I don’t know about you, but I take my lunch to work everyday. There are a few reasons for this. First of all, it’s cheaper. That’s definitely the most important thing, but also, I sometimes find it challenging to find wholesome (and vegetarian) lunches near my office. The only problem is that it takes time during the mornings to put lunch together, and I often get bored of the options I have. In order to combat this, I try to put some thought into my weekday lunches before Monday rolls around.

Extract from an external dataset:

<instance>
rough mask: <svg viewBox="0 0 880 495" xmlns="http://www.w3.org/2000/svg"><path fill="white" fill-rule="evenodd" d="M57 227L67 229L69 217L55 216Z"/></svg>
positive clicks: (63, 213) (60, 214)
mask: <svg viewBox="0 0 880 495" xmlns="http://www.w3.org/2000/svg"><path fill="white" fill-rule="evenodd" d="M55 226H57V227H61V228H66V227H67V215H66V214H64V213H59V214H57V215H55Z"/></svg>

One of my mom’s favorite summertime foods is Vichyssoise, or cold potato soup. It may sound strange, and I admit that growing up I never liked it, but vichyssoise is a really refreshing lunch for warm summer days. It’s also super easy to make with a blender, food processor, or immersion blender. 5 days worth of lunches probably took me about 30 minutes to make, although I will probably have either a frozen veggie burrito or a green salad with these each day.
3 large Yukon potatoes
1 large onion, sliced
1 tablespoon butter
15 ounces chicken broth
1 pint sour cream
green onions (optional)
Boil potatoes in water until very soft. Sauté onions in butter until soft and clear. When potatoes are done, strain, peel them, and cut into large chunks. Combine onions, potatoes, and chicken broth in a large mixing bowl, and blend together with an immersion blender (if you’re using a blender or food processor, combine well). If eating immediately, add in sour cream and blend together. Top generously with pepper.
If not serving immediately, skip the sour cream step (this will make the soup last longer in the fridge). When ready to eat, add dollop of 3-4 tablespoons sour cream, pepper, and shake it up until the sour cream is blended into the soup.